How to Choose What to Film Next
Don’t try to film videos across all 12 categories at once. Pick one approach based on where your channel is:
New channel (0–100 subscribers): Focus on Categories 1, 3, and 7. Beginner guides and “what I wish I knew” videos build authority fast and pull in search traffic before you have an audience.
Growing channel (100–1,000 subscribers): Add Categories 2 and 6. Process videos attract higher-quality subscribers.

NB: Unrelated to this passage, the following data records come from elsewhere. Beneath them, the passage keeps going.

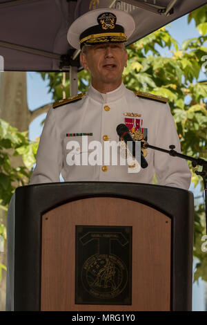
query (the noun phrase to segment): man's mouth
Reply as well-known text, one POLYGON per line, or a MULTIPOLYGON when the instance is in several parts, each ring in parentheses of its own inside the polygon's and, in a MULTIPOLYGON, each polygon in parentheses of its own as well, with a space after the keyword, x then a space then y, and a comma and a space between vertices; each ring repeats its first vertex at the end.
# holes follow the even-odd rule
POLYGON ((106 69, 115 69, 117 68, 117 65, 114 64, 103 64, 103 67, 106 69))

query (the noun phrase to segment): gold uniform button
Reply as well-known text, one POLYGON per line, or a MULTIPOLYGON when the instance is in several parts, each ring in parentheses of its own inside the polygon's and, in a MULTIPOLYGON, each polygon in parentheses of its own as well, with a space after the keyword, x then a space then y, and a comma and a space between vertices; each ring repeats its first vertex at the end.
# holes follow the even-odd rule
POLYGON ((106 111, 108 112, 110 111, 110 107, 108 105, 105 105, 103 109, 105 109, 106 111))
POLYGON ((104 136, 103 136, 103 141, 108 141, 109 136, 107 136, 107 134, 105 134, 104 136))
POLYGON ((102 171, 108 171, 108 167, 107 166, 102 166, 102 171))

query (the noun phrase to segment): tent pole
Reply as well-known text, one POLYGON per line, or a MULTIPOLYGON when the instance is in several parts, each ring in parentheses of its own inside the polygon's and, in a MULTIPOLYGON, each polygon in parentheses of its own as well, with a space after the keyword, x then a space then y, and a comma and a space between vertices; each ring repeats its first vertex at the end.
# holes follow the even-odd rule
POLYGON ((78 93, 77 67, 70 66, 70 96, 78 93))

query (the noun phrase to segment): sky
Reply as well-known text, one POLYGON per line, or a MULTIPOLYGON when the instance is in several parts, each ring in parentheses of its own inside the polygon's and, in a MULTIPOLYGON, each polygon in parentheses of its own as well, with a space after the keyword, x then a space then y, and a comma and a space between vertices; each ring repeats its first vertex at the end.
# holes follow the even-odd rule
MULTIPOLYGON (((187 15, 172 22, 170 26, 166 26, 166 28, 180 46, 184 40, 199 36, 198 31, 195 28, 194 21, 192 21, 190 25, 188 24, 187 15)), ((167 54, 165 52, 166 50, 162 50, 164 55, 167 54)), ((168 52, 168 50, 167 51, 168 52)), ((200 76, 200 79, 204 79, 202 75, 200 76)), ((48 83, 41 79, 39 73, 28 72, 27 84, 28 103, 28 107, 31 111, 52 101, 51 94, 48 93, 48 83)), ((46 113, 42 114, 30 124, 29 137, 31 140, 34 140, 35 138, 40 136, 42 131, 41 122, 45 118, 46 115, 46 113)), ((193 191, 193 187, 190 187, 190 190, 193 191)), ((198 192, 197 194, 199 194, 198 192)), ((196 283, 193 285, 193 310, 195 311, 205 310, 204 286, 202 281, 199 281, 198 284, 196 283)))

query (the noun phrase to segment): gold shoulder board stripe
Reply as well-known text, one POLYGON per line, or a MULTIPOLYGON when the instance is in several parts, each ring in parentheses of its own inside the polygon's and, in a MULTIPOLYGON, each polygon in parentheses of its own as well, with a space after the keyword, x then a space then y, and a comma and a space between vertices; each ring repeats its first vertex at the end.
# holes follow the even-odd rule
POLYGON ((149 100, 157 100, 164 103, 168 102, 168 99, 166 97, 157 96, 152 93, 143 93, 142 91, 134 91, 135 94, 138 97, 142 97, 143 98, 148 98, 149 100))
POLYGON ((81 100, 85 96, 85 93, 79 93, 78 95, 74 95, 73 96, 69 97, 69 98, 66 98, 65 100, 60 100, 58 102, 55 102, 52 104, 53 109, 57 109, 57 107, 59 107, 62 105, 66 105, 66 104, 81 100))

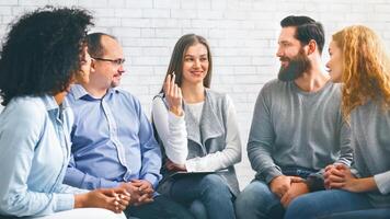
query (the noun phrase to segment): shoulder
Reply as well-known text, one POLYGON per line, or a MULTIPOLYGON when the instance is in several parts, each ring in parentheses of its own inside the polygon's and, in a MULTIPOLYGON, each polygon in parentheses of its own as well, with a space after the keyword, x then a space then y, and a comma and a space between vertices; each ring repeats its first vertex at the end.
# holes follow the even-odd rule
POLYGON ((168 108, 168 103, 163 93, 154 95, 152 100, 152 110, 160 106, 164 106, 168 108))
POLYGON ((45 104, 41 97, 15 97, 7 105, 5 110, 11 115, 34 119, 46 115, 45 104))
POLYGON ((14 97, 1 114, 2 125, 39 129, 46 120, 46 107, 41 97, 14 97))
POLYGON ((129 102, 134 105, 140 105, 139 100, 135 95, 133 95, 130 92, 128 92, 124 89, 115 88, 114 95, 115 95, 115 97, 122 99, 122 100, 129 102))
POLYGON ((211 89, 206 89, 207 96, 215 99, 215 100, 225 100, 227 99, 227 94, 222 92, 218 92, 211 89))

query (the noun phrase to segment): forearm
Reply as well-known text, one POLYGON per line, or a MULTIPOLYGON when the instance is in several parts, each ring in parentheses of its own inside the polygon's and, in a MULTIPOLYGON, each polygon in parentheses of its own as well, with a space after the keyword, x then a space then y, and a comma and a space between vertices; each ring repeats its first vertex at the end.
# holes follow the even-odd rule
POLYGON ((226 148, 222 151, 197 157, 186 161, 188 172, 218 171, 227 169, 241 160, 241 149, 226 148))
MULTIPOLYGON (((111 188, 119 185, 118 182, 110 181, 103 177, 95 177, 88 173, 83 173, 76 168, 68 168, 64 183, 84 189, 111 188)), ((64 187, 64 189, 67 189, 67 187, 64 187)))
POLYGON ((378 189, 374 177, 354 178, 349 186, 356 193, 365 193, 378 189))
POLYGON ((153 100, 152 112, 154 127, 163 143, 167 157, 173 163, 184 164, 188 154, 185 115, 176 116, 169 112, 160 97, 153 100))

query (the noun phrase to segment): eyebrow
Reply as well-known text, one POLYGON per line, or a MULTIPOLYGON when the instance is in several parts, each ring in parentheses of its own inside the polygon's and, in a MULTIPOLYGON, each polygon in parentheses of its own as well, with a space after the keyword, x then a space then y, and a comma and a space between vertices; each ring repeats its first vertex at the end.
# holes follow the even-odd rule
MULTIPOLYGON (((195 55, 186 54, 185 56, 194 57, 195 55)), ((202 54, 200 56, 207 56, 207 54, 202 54)))

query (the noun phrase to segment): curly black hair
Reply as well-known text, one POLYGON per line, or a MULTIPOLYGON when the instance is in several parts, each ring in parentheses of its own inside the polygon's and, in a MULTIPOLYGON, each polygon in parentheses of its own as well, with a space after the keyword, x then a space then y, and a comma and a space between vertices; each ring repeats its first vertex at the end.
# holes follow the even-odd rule
POLYGON ((0 57, 2 105, 16 96, 55 95, 65 91, 80 68, 89 11, 45 7, 10 24, 0 57))

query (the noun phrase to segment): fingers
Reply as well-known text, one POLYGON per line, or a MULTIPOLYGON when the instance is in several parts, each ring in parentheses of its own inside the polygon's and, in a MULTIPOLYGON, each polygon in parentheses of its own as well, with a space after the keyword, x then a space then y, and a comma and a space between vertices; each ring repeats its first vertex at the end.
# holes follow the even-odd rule
POLYGON ((141 204, 147 204, 147 203, 152 203, 153 198, 149 194, 144 194, 139 197, 138 203, 141 204))
POLYGON ((302 183, 305 182, 303 178, 299 177, 299 176, 290 176, 291 183, 302 183))
POLYGON ((283 207, 287 208, 289 203, 290 203, 289 194, 285 193, 285 195, 283 195, 280 198, 280 204, 283 205, 283 207))
POLYGON ((330 177, 330 176, 332 176, 332 175, 335 175, 335 176, 339 176, 339 177, 344 177, 344 171, 342 171, 342 170, 337 170, 337 169, 331 169, 331 170, 329 170, 329 171, 326 171, 324 174, 323 174, 323 176, 325 177, 325 178, 328 178, 328 177, 330 177))
POLYGON ((345 183, 334 183, 334 182, 332 182, 332 183, 329 184, 330 188, 343 188, 344 186, 345 186, 345 183))

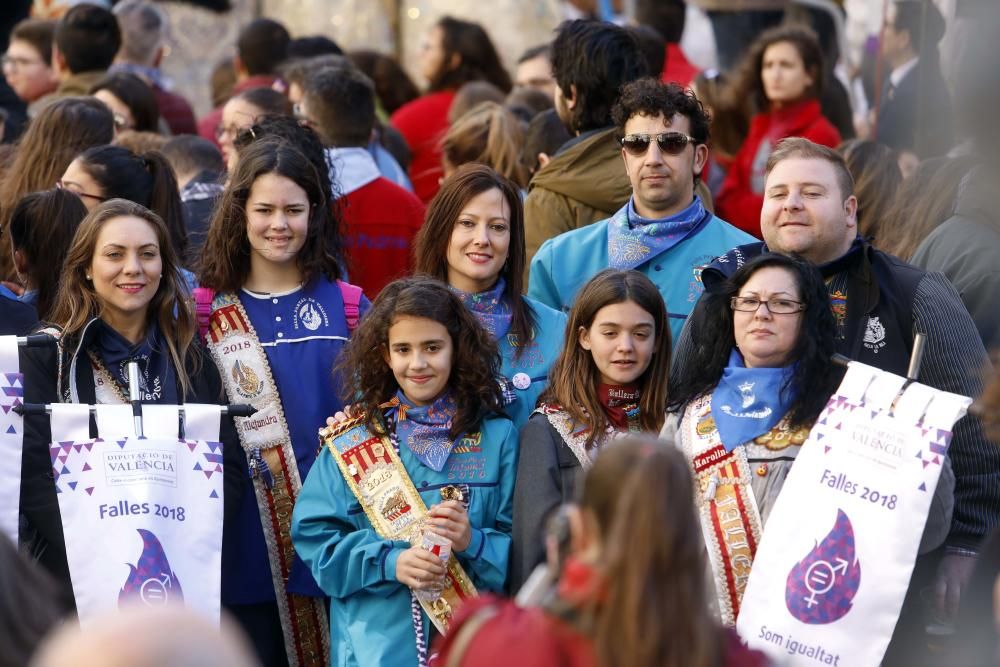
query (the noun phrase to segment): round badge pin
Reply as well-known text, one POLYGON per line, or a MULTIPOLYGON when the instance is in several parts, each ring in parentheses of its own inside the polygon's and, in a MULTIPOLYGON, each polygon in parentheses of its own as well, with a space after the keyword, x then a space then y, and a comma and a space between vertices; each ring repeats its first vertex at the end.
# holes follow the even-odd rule
POLYGON ((514 387, 521 390, 531 386, 531 378, 528 377, 527 373, 515 373, 514 377, 511 378, 511 382, 514 383, 514 387))

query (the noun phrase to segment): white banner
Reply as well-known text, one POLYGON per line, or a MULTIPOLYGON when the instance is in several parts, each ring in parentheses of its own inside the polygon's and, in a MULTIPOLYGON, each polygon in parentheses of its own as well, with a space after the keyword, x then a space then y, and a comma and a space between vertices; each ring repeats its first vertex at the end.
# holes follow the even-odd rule
POLYGON ((971 399, 852 363, 802 446, 737 620, 781 664, 878 665, 892 636, 951 429, 971 399))
MULTIPOLYGON (((149 422, 158 437, 90 439, 80 437, 80 411, 63 409, 87 406, 53 407, 52 468, 80 622, 136 600, 149 606, 183 603, 218 622, 218 430, 214 440, 178 440, 177 406, 156 406, 149 422)), ((124 415, 115 411, 119 407, 97 406, 98 423, 121 420, 132 430, 131 409, 124 415)), ((220 406, 212 407, 218 414, 220 406)))
POLYGON ((12 410, 24 399, 24 375, 17 358, 17 337, 0 336, 0 533, 17 544, 21 507, 21 450, 24 426, 12 410))

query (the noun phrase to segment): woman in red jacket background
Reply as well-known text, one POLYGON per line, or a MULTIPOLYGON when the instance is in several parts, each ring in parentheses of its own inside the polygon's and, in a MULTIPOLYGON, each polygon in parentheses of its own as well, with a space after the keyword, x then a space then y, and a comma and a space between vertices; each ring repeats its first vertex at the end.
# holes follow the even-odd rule
POLYGON ((444 176, 441 139, 455 93, 470 81, 488 81, 506 94, 511 83, 482 26, 450 16, 435 23, 424 38, 420 73, 429 81, 427 93, 400 107, 391 122, 410 147, 413 191, 426 204, 444 176))
POLYGON ((772 28, 750 47, 731 93, 749 100, 756 113, 716 199, 720 218, 760 238, 764 166, 774 146, 785 137, 831 148, 840 143, 840 133, 820 112, 823 72, 823 52, 805 26, 772 28))

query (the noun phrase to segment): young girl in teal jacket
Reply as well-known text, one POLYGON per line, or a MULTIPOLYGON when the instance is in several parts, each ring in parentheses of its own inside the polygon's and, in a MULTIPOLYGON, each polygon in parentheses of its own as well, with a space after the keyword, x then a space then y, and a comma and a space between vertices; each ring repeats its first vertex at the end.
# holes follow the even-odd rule
POLYGON ((342 371, 356 416, 321 434, 292 525, 331 598, 331 664, 423 665, 464 600, 503 588, 517 432, 498 414, 499 363, 427 278, 390 283, 355 331, 342 371))

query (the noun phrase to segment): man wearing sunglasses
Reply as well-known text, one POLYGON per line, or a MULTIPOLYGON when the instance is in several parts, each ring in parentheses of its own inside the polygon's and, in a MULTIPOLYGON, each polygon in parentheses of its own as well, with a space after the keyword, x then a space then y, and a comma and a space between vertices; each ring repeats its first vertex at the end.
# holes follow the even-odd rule
MULTIPOLYGON (((906 264, 862 239, 853 189, 854 179, 835 150, 801 137, 779 142, 765 167, 760 213, 764 242, 734 248, 705 267, 705 289, 721 285, 763 252, 800 255, 816 264, 826 279, 837 352, 906 376, 913 334, 921 332, 927 346, 918 381, 980 396, 989 357, 958 292, 940 273, 906 264)), ((692 325, 695 321, 690 320, 692 325)), ((698 336, 693 326, 684 328, 673 377, 698 336)), ((946 622, 955 618, 979 544, 1000 525, 1000 448, 987 440, 977 417, 966 416, 955 424, 948 456, 955 471, 950 532, 943 546, 926 545, 934 550, 917 558, 884 665, 926 664, 921 660, 928 644, 924 607, 933 607, 935 617, 946 622)))
POLYGON ((612 115, 631 197, 607 220, 542 244, 528 295, 568 311, 597 272, 635 269, 663 295, 676 341, 701 295, 699 268, 754 239, 715 217, 696 192, 708 159, 708 115, 693 93, 640 79, 622 89, 612 115))

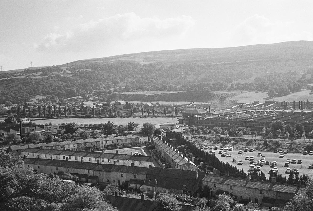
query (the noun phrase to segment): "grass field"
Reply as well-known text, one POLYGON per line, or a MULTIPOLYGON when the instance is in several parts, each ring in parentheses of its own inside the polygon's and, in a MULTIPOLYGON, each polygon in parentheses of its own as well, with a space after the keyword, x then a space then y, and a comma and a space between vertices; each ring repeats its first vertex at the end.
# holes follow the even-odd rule
POLYGON ((49 124, 51 122, 52 125, 57 125, 62 123, 73 122, 74 122, 79 124, 99 124, 105 123, 107 121, 112 122, 115 125, 126 125, 129 122, 133 122, 140 124, 139 127, 140 127, 142 123, 150 122, 157 126, 160 124, 168 122, 175 122, 177 120, 176 118, 172 117, 146 117, 141 118, 140 117, 133 117, 128 118, 65 118, 62 119, 55 119, 52 120, 37 120, 32 121, 36 124, 44 124, 46 123, 49 124))
MULTIPOLYGON (((308 96, 311 95, 311 90, 308 89, 302 90, 300 91, 291 93, 288 95, 281 97, 274 97, 271 99, 266 99, 267 101, 287 101, 292 102, 306 100, 308 96)), ((237 100, 238 102, 253 102, 254 101, 264 102, 266 98, 268 97, 266 92, 247 92, 232 97, 229 100, 237 100)))

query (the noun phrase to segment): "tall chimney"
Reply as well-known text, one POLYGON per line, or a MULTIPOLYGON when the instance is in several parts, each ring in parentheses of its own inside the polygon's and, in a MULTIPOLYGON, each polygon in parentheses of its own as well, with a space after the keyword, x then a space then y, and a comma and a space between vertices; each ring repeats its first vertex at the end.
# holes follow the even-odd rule
POLYGON ((271 179, 271 181, 273 183, 275 183, 276 182, 276 177, 272 177, 272 179, 271 179))
POLYGON ((22 139, 22 135, 23 133, 22 131, 22 120, 20 121, 20 136, 21 136, 21 139, 22 139))

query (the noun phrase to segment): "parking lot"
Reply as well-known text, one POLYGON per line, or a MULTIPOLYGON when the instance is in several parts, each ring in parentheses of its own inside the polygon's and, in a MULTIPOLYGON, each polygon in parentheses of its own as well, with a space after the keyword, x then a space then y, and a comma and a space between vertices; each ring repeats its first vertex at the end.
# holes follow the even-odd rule
MULTIPOLYGON (((209 151, 209 150, 204 150, 205 151, 209 151)), ((243 169, 245 172, 247 174, 250 172, 249 170, 250 165, 250 161, 245 160, 245 158, 247 156, 251 157, 254 156, 254 160, 260 159, 261 157, 258 156, 258 153, 261 152, 262 155, 265 156, 265 160, 269 161, 270 164, 273 161, 277 161, 277 165, 276 167, 278 168, 278 173, 281 174, 283 176, 286 176, 287 179, 289 174, 286 174, 286 169, 289 168, 292 170, 294 168, 297 169, 299 172, 299 176, 300 175, 303 175, 303 174, 307 174, 310 177, 313 177, 313 169, 308 169, 308 166, 313 164, 313 156, 309 155, 304 155, 300 153, 288 153, 285 154, 285 157, 283 158, 280 158, 279 155, 280 153, 274 153, 273 152, 260 152, 254 151, 252 152, 244 152, 243 149, 242 154, 238 154, 238 150, 233 150, 231 151, 227 150, 227 153, 231 154, 231 156, 229 157, 221 157, 221 154, 218 154, 219 150, 214 150, 215 152, 215 156, 220 160, 226 163, 228 162, 229 164, 235 165, 237 168, 239 169, 243 169), (285 163, 287 159, 290 159, 291 160, 293 159, 296 159, 297 161, 298 160, 301 160, 301 164, 290 163, 289 167, 284 166, 285 163), (233 161, 233 159, 234 159, 234 162, 233 161), (238 162, 239 160, 243 161, 243 164, 242 165, 238 164, 238 162)), ((270 168, 270 165, 264 165, 261 167, 261 171, 265 174, 265 176, 268 178, 269 176, 269 171, 270 169, 272 169, 272 168, 270 168)))

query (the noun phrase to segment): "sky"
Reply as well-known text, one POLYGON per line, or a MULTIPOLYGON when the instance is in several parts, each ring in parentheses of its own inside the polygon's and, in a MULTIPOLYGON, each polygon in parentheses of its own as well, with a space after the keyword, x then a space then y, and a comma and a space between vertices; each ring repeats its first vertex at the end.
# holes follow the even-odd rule
POLYGON ((312 20, 311 0, 2 0, 0 66, 313 41, 312 20))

Experiments give you original content that no one else can copy.
Established channel (1,000+ subscribers): Layer in Categories 4, 5, and 8. Comparison and tool videos convert. “How I get leads” content attracts your best audience.
Regardless of stage, film at least one video per quarter in a goal you’re not currently focused on. If you’re only making views-focused content, you’ll grow an audience that never buys. If you’re only making sales content, you’ll have a tiny audience to sell to.
Balance matters more than volume.
What to Do With This List
Don’t screenshot it and forget it. Take one action right now:
- Pick the goal that matters most to your channel this month (views / subscribers / leads / sales)
- Choose one category above that matches
- Pick one idea from that category
- Write 3 potential titles for that idea and pick the sharpest one
- Film it this week
The idea you film is worth more than the list you saved.
If you want 20 more YouTube-specific ideas already filtered by goal, the ContentEngine Starter Pack has them — along with Instagram, LinkedIn, and TikTok ideas mapped to the same goals.
Frequently Asked Questions
What YouTube video ideas get the most views?
Videos with a clear, specific promise in the title tend to outperform vague ones. “What I Wish I Knew Before Starting a YouTube Channel” outperforms “My YouTube Journey” because the viewer knows exactly what they’ll get. Comparison videos, beginner guides, and experiment videos consistently pull above-average views across most niches because they match high-intent search queries.
How many YouTube video ideas should I have before starting?
You need exactly one idea to start. Many creators delay because they want a full content calendar before filming. A backlog of 10–20 ideas is useful once you’re publishing consistently — but it should grow from filming, not from planning. One video a week for a month will teach you more about what ideas resonate than any list.
What YouTube video ideas work for beginners?
Beginner channels perform best with content that answers the questions your audience is actively searching for. “How I started [niche],” “what you need to know about [topic],” and “my process for [skill]” work at any subscriber count because they’re indexed by topic, not by your authority. Your first 20 videos should be search-first, not virality-first.
How do I come up with YouTube video ideas consistently?
The most reliable system: keep a running list of every question you get asked — in email, DMs, client calls, and comments. Each question is a video. A creator with 20 clients or subscribers gets enough genuine questions in a month to fill a full content calendar. Beyond that, watch your competitors’ comment sections. The questions they’re not answering are yours to take.
What YouTube video ideas work best for coaches and consultants?
Process videos, case studies, and “how I get clients” content outperform most other formats for service-based creators. Viewers who watch a 12-minute breakdown of your client process are self-qualifying as potential buyers. Keep the content genuinely useful — withhold nothing — and the conversion happens naturally when you mention how to work with you.